I haven't been around a lot lately, in the last month or so. My life has been bascally in suspended animation, a sense of pergatory... Life in limbo.
In Dec my wife got a job (great pay and less stress) in a place about 2 hours south f our home in Durham NC. She started Jan 23rd, a week after we found and moved into a great rental house in Hope Mills, a nice little town on the periphery of Fayetteville NC and about half an hour north of where she works.
In the meantime, I retain my job in Durham with a lot of hope and optimism. The job in Durham pays well, and for th emost part works fine when the inept supervisor doenst muck up the works and annoy me.
I cannot travel two hours one way to work each day and two hours to go home each day.... and I was not ready to quit, so I offered an idea of us trying to make this position one where I can telecommute. Work from home and do my job, which is basically phone sales and phone switch board.
So for now, I stay with my mom an hour from work, during the weekdays and Fridays after work, I head to hope Mills for the weekend, only to head back to moms Sunday night.
The job was going to get me a laptop and get things set up to were I can work from home.... but for the first month of this pilot program work from home on Tuesdays and Thursdays.... and work IN the office Mon, Wed and Fri.
After the initial 4 weeks, then they expect me to work Mon and Wed in the office and the rest of the time work from home,
Recently I asked if we can change up the schedule for the first 4 weeks to work in the office MOn through Wednesday, work at home Thurs & Friday. I received word today that it probably wont go as they with for me to be in the office three days a week... to be more visable".
What does that mean? I work on the telephone 8 hours a day from my office. I am not very visable currently other than holding a tour of our center on Monday mornings for new clients that started that week.
Otherwise, it's the phone and emails, in my office.
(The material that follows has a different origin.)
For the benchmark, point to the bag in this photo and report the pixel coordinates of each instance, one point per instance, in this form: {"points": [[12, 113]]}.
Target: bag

I am the call center where all calls come to me first and I route calls accordingly.
I am not defending or otherwise explaining their rationale in these decisions, instead I suppose I am reconciling in my mind the meeting I will have tomorrow with my supervisor and her supervisor and how I intend on telling them the whole deal is off. Of how time has expired on this whole thing (originally I gave em 30 days to get stuff together.... that expired days ago).
Of how I am going to hand in my resignation, give em the two weeks and part ways without having anything lined up on the other end of all of this... well, exc ept a few temp agencies and possibly be an Uber driver (short term).
I feel most of this is my fault anyway as I drew a line in the sand.... then did not follow up. I let things go in my effort to help the organization (and to keep my $18 an hour job over potentially a $10 an hour job at the Grocery store in Hope Mills which will break my friggin heart for a variety of reasons).
Its time for me to move on. To back up by actions what I have said Id do.
It's time to move on, as scary as it may be for me, it is less frustrating and soul sucking as the circumstances I find myself in now currently.